Bangsa Amerika Serikat yang pernah menegaskan sebagai bangsa Kristen bahkan bisa diubah persepsi dan sikapnya dalam kasus perkawinan sesama jenis. Atas keputusan Mahkamah Agung AS, semua negara bagian pun kini melegalkan pernikahan sesama jenis.
Dikutip dari artikel Aldian Husaini, “LGBT: Belajar dari Yahudi” (Republika, 18/2), proses tersebut tidak sederhana. Pada 22 Mei 2013, Wakil Presiden AS Joe Biden memberikan pujian kepada tokoh-tokoh Yahudi yang telah berjasa dalam mengubah persepsi bangsa AS tentang perkawinan sejenis.

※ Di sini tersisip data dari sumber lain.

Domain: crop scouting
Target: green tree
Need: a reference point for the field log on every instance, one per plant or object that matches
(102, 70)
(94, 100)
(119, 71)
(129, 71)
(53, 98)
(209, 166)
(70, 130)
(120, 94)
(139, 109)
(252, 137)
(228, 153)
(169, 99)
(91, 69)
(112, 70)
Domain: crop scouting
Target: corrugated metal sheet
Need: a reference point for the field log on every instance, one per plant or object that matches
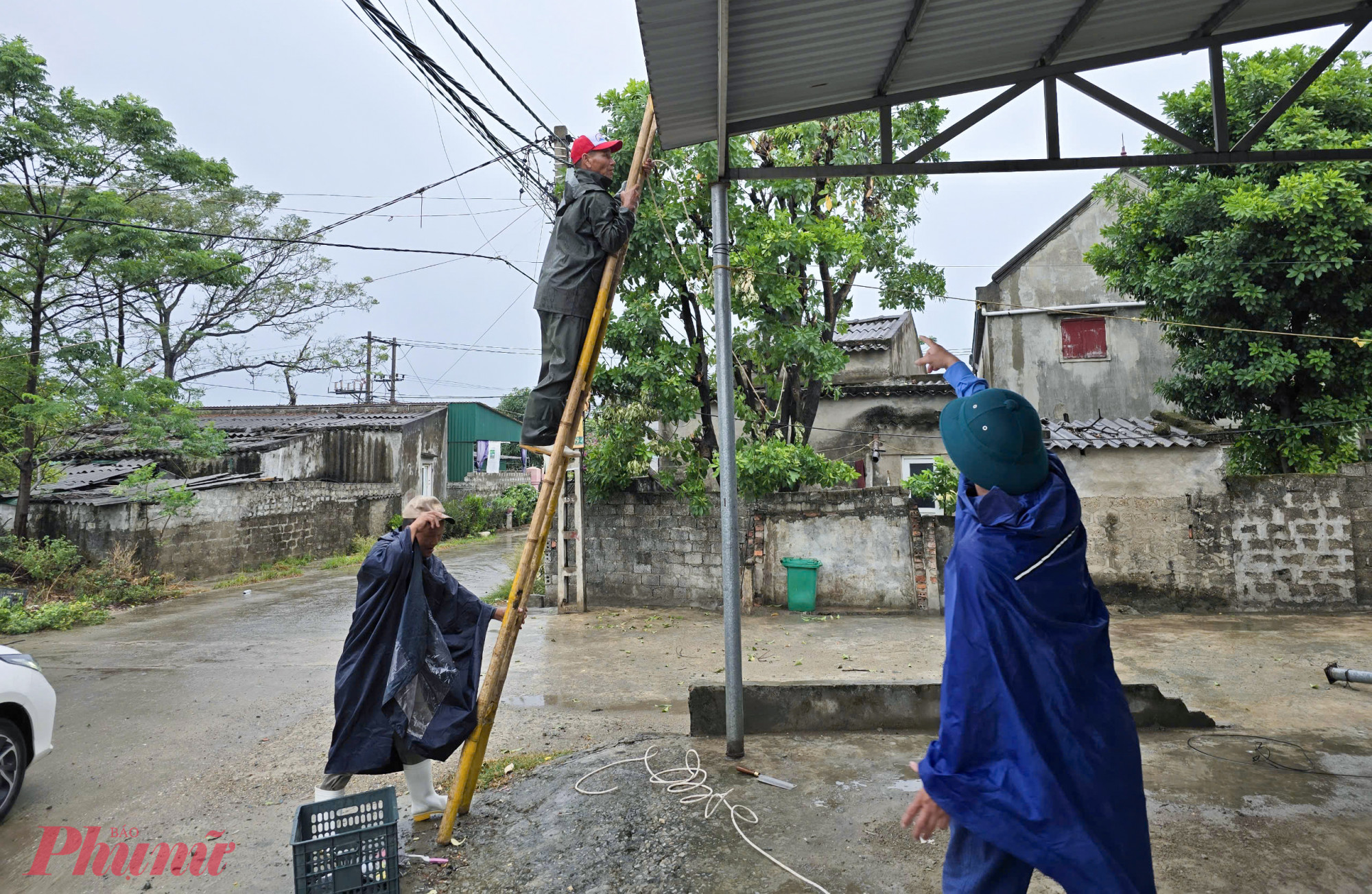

Harian Israel, Haaretz, menulis sebuah berita berjudul, “Biden: Jewish leaders drove gay marriage changes”. Dikatakan bahwa Vice President Joe Biden is praising Jewish leaders for helping change American attitudes about gay marriage and other issues. Biden says culture and arts change people’s attitudes. He cites social media and the old NBC TV series “Will and Grace” as examples of what helped changed attitudes on gay marriage. Biden says, quote, “Think … behind of all that, I bet you 85 percent of those changes, whether it’s in Hollywood or social media, are a consequence of Jewish leaders in the industry.” Biden says the influence is immense and that those changes have been for the good.”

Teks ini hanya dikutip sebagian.